朝凪
あさなぎ
名詞
標準
morning calm (over the ocean)
文例 · 用例
その同じ季節風が朝方には陸風と打消し合って朝凪を現出することになるのである。
— 寺田寅彦 『夕凪と夕風』 青空文庫
朝凪の海、穏かに、真砂を拾うばかりなれば、纜も結ばず漾わせたのに、呑気にごろりと大の字|形、楫を枕の邯鄲子、太い眉の秀でたのと、鼻筋の通ったのが、真向けざまの寝顔である。
— 泉鏡花 『悪獣篇』 青空文庫
三月の中の七日、珍しく朝凪ぎして、そのまま穏かに一日暮れて……空はどんよりと曇ったが、底に雨気を持ったのさえ、頃日の埃には、もの和かに視められる……じとじととした雲一面、星はなけれど宵月の、朧々の大路小路。
— 泉鏡花 『菎蒻本』 青空文庫
見よ、朝凪の浦の渚、潔き素絹を敷きて、山姫の來り描くを待つ處――枝すきたる柳の中より、松の蔦の梢より、染め出す秀嶽の第一峯。
— 泉鏡花 『月令十二態』 青空文庫
心は安く、気はかろし、揺れ揺れ、帆綱よ、空高く…… ハロウとでも呼びかけたい八月の朝凪である。
— 北原白秋 『フレップ・トリップ』 青空文庫
※ヤルート とろりと白い脂を流したやうな朝凪の海の彼方、水平線上に一本の線が横たはる。

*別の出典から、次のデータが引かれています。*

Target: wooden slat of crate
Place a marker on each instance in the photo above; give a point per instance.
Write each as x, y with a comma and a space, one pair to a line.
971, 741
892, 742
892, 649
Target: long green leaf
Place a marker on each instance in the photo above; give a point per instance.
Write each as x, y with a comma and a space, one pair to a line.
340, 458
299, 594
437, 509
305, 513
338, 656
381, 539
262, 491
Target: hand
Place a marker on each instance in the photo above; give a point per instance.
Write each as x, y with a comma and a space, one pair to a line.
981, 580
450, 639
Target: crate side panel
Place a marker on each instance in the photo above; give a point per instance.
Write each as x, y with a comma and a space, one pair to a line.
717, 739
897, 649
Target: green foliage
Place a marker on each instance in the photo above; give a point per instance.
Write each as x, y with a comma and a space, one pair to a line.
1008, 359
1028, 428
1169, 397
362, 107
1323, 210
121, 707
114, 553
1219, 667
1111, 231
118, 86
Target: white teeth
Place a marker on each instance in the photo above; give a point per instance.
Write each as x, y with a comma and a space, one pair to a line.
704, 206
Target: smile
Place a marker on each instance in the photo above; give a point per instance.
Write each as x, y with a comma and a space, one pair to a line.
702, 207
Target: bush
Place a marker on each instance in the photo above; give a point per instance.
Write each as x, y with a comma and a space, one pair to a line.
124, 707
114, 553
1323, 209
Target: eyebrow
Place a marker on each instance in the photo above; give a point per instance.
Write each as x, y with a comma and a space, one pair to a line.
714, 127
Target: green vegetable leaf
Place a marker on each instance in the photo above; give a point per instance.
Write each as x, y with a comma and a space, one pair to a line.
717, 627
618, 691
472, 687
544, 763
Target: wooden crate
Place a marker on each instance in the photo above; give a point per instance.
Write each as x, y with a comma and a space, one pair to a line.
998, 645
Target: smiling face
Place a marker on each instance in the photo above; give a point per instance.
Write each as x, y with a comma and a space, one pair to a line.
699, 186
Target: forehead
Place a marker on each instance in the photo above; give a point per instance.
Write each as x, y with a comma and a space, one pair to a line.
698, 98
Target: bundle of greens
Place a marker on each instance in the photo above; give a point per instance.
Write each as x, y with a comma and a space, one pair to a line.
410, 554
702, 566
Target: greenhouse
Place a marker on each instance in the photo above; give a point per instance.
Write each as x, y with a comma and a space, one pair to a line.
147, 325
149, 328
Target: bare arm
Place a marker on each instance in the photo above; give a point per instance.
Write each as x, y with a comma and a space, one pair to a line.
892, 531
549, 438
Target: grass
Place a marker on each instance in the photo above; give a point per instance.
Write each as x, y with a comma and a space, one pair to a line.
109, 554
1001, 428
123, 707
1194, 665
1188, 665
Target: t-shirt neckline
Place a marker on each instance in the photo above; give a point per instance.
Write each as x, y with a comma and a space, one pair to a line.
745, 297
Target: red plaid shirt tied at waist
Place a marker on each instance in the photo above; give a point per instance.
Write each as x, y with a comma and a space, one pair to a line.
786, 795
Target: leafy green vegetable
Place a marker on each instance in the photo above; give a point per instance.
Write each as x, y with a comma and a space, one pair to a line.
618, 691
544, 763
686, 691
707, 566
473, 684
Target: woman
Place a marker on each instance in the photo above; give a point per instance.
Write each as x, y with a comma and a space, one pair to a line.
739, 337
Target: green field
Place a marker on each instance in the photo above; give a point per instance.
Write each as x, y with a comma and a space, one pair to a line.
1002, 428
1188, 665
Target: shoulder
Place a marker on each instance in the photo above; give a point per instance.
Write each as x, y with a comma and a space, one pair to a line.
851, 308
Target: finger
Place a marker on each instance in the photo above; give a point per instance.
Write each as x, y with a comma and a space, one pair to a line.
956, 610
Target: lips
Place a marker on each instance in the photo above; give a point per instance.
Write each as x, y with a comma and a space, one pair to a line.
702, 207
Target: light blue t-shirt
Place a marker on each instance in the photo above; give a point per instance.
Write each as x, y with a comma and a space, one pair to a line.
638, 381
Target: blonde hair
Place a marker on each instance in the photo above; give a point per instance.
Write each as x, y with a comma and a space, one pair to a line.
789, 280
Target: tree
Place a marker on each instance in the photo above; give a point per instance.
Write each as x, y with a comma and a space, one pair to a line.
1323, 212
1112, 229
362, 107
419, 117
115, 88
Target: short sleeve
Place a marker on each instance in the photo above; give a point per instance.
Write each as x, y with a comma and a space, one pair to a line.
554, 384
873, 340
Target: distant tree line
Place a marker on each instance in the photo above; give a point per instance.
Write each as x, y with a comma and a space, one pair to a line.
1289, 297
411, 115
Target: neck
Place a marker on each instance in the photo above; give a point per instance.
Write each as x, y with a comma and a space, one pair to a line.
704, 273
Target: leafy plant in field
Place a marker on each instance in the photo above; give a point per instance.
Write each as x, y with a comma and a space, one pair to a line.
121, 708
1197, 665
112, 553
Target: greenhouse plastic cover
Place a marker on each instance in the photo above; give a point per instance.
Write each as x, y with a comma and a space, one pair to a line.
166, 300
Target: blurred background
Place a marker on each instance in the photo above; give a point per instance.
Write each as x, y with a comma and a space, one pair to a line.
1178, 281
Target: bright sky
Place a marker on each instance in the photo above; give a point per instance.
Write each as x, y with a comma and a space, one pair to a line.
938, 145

— ――ミクロネシヤ巡島記抄―― 『環礁』 青空文庫
※ヤルート とろりと白い脂を流したような朝凪の海の彼方、水平線上に一本の線が横たわる。
— ――ミクロネシヤ巡島記抄―― 『環礁』 青空文庫
只|朝凪の浦の静かな、鈍い、重くろしい波の音が、天地の脈搏のやうに聞えてゐるばかりである。